Asbestos Gelos

I love the Greek phrase, asbestos gelos. I just recently found it while rereading Homer’s Iliad and it became my “phrase du jour” for many jours!  When I mentioned it to friends, there were several speculative comments about what it might mean. Even though these were good guesses, I must tell you that it does not translate into “jello made from asbestos,” it is not a Christmas carol, although someone pointed out that it can indeed be sung to the tune of Adeste Fidelis, and it is definitely not a curse or a spell cast by Harry Potter.

Asbestos Gelos (as-bes-tos yay-los) literally means “fireproof laughter.” I like that. Homer used it in reference to the laughter of the gods; it was unquenchable laughter…laughter in the face of fear and adversity.  How cool is that? It has long been said that he who laughs…lasts, and I believe that is true! I like to think of fireproof laughter as a spirit of joy and hope that transcends hardship and woe and offers promise in times of tribulation. It isn’t about being goofy and laughing in inappropriate situations, but to me, it’s about refusing to be robbed of joy and not allowing other people or a set of circumstances to suck the hope out of your soul!

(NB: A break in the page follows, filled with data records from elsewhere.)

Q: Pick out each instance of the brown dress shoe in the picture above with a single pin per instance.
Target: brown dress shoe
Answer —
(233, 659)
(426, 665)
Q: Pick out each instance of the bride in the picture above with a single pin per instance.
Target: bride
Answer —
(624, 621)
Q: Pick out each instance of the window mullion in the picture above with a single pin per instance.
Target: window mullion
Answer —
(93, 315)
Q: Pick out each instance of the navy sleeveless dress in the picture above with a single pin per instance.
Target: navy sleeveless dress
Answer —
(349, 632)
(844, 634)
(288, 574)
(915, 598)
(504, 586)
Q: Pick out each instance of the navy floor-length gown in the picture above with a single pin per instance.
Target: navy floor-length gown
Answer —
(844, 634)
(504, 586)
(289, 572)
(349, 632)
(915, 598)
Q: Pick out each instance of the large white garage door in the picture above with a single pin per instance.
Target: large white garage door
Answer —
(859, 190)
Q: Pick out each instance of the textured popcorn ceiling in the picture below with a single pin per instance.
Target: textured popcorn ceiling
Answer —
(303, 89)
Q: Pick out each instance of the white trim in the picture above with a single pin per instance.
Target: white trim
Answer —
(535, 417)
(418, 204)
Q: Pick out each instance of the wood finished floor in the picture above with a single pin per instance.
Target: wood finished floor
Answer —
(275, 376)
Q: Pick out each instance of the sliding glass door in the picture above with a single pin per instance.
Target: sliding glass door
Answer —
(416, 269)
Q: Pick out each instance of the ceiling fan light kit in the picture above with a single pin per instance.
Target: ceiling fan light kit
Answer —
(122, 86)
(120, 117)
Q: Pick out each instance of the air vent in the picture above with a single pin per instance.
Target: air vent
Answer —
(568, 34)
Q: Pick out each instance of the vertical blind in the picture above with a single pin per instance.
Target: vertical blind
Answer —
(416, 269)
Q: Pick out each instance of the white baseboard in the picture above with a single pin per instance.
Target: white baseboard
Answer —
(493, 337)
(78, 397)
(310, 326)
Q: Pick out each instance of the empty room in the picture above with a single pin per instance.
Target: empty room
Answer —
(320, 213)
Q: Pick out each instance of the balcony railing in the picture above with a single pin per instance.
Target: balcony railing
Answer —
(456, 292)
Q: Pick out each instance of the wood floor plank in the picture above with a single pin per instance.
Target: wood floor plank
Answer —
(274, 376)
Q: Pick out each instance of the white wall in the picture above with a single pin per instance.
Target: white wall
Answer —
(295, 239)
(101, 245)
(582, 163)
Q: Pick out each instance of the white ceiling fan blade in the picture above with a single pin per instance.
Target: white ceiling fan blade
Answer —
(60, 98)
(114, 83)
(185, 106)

When I think back on the missed opportunities in my life, they usually happened during one of my “fearstorms.”  I always refer to interFEARance as being the cause of many of our problems. It happens when we lose confidence, joy, hope and our footing….then we fall. I like to think of asbestos gelos as happening when our fear and joy collide and we decide to choose hope instead of despair.

I am a worrier, so I have taken to calling upon asbestos gelos when I feel myself begin to slide down Negativity Hill. When I say the phrase, my mind conjures up a super shero character with AG on her chest, head thrown back in laughter, shaking a fist at a cloud of doom and shouting “I laugh at you!”  Sounds silly, but it makes me giggle and it shifts my brain gears.

I don’t believe that we were meant to live with a spirit of fear and timidity…we are supposed to access joy and laughter at every opportunity. So I challenge you to make “asbestos gelos” part of your vocabulary. And try saying it with an accent…it sounds even better!